New Mummy Blog: Things I Hide From My Kids

They’re still only tiny but I try to be pretty open and honest with my children. I want them to grow up able to express themselves and how they feel comfortably and confidently. If they ask a tricky question, I’ll try and answer it.

That being said, I’ve realised there’s actually an awful lot of stuff I hide from my kids. I’m spending more and more time engaging in subterfuge and doing that spelling-it-out speak you have to adopt around bat-eared toddlers. Toddlers who’ll ignore you, with perfect poker face, when you say it’s bath time but funnily enough will hear the slightest rustle of a wrapper or the quietest chew of a cake when you’re trying to eat out of earshot.

A cake that didn’t get away [Copyright Yahoo/Claire Sparks]

Which brings me to first on my list of things I hide from my children:

Chocolate
And it’s often theirs. Yes, it’s true. I steal my children’s chocolate when they’re in bed. Is this despicable mother territory? It’s just that they’re only one and two and I don’t really want them eating much chocolate if I can help it. Yet they keep being given it by well-meaning friends and relatives.

So actually, I’m doing them a favour by eating it for them.

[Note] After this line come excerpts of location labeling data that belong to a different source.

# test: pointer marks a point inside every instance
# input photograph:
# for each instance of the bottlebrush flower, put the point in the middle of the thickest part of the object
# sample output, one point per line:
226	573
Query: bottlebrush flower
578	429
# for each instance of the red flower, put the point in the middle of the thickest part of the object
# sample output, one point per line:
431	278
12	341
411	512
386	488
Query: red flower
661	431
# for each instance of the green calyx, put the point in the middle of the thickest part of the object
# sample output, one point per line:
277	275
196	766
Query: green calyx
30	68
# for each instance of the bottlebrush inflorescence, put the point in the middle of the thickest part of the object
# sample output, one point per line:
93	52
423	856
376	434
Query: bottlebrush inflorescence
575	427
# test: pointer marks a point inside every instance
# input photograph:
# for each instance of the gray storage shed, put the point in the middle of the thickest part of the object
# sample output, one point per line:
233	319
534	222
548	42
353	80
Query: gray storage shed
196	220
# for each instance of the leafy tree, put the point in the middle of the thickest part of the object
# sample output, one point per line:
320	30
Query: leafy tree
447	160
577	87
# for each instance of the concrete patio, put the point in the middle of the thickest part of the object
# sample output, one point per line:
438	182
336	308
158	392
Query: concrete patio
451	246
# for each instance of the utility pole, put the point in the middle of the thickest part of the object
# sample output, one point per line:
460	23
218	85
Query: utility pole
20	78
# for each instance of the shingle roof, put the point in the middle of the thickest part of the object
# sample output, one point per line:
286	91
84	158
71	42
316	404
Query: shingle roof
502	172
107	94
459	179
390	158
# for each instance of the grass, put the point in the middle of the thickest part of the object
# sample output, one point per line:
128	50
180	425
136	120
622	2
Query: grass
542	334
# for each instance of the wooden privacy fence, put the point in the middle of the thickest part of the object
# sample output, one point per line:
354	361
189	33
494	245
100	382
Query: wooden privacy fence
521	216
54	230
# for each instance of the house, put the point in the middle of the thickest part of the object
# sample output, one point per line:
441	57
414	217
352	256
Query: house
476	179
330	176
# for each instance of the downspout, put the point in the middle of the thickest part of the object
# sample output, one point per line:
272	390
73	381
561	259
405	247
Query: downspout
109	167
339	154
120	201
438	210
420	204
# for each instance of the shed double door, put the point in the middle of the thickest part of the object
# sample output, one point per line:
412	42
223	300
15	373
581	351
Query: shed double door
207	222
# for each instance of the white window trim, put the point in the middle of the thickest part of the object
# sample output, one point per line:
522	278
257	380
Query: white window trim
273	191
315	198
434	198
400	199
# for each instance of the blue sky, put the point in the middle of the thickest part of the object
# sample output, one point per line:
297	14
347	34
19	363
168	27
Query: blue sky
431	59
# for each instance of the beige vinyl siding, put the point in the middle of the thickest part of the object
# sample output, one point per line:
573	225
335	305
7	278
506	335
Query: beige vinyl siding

It’s just that they wouldn’t see it like that.

Juice
I have kept the fact that juice exists hidden from my kids. So far, they think water and milk are the only thirst quenchers around because they’re the only ones they get. I’ve heard too many horror stories about juice wrecking milk teeth, I’m dragging this one out for as long as I can.

Tears
I don’t want my kids to see me cry. I want them to think I’m strong, invincible even, for as long as I can get away with it. Being a naturally teary person, at least since kids, this has led to some “Mummy’s just facing the wall for a sec, I’ll turn round in just a minute” moments. Which probably isn’t doing much for my superhero image either.

That I hate goodbyes too
The nursery drop off. It kills me every time. Even though most mornings she trots off happily, lured by the promise of toast and a new Happyland toy to see, it still breaks my heart a tiny bit.

When I’m popping to the shops
The toddler loves coming with me, probably because she knows she can talk me into buying her an insanely expensive princess-themed magazine that has sparkly plastic tat - sorry, I mean a free gift - stuck to the front and sucker written in invisible ink across the top.

But when she comes with me, as well as making the bill greater, she also makes the time spent there much longer. And so, when I need to nip out to grab some milk and want to leave her behind with her daddy, I have to do it when she’s not looking.

My tattoo
I was 17, I was silly and reckless and didn’t even plan it in advance. A friend and I just popped in to a tattoo parlour on a whim and got one as a laugh.

Yep. I’m not laughing now.

Luckily it’s in a well hidden area but there’s still an extremely high chance my children will spot it eventually. And I’m not looking forward to when they do. Yes, they’re young now, but it’ll come back and bite me, I know it. When it comes to undermining my parental authority (“you can’t get that piercing/inking/whatever; you’ll regret it when you’re older” and so on) I’m handing them ammunition on a plate. If only someone could have warned me at 17 that I’d regret it.

Oh yeah, my (very much non-tattooed) mum did warn me. I didn’t listen, of course.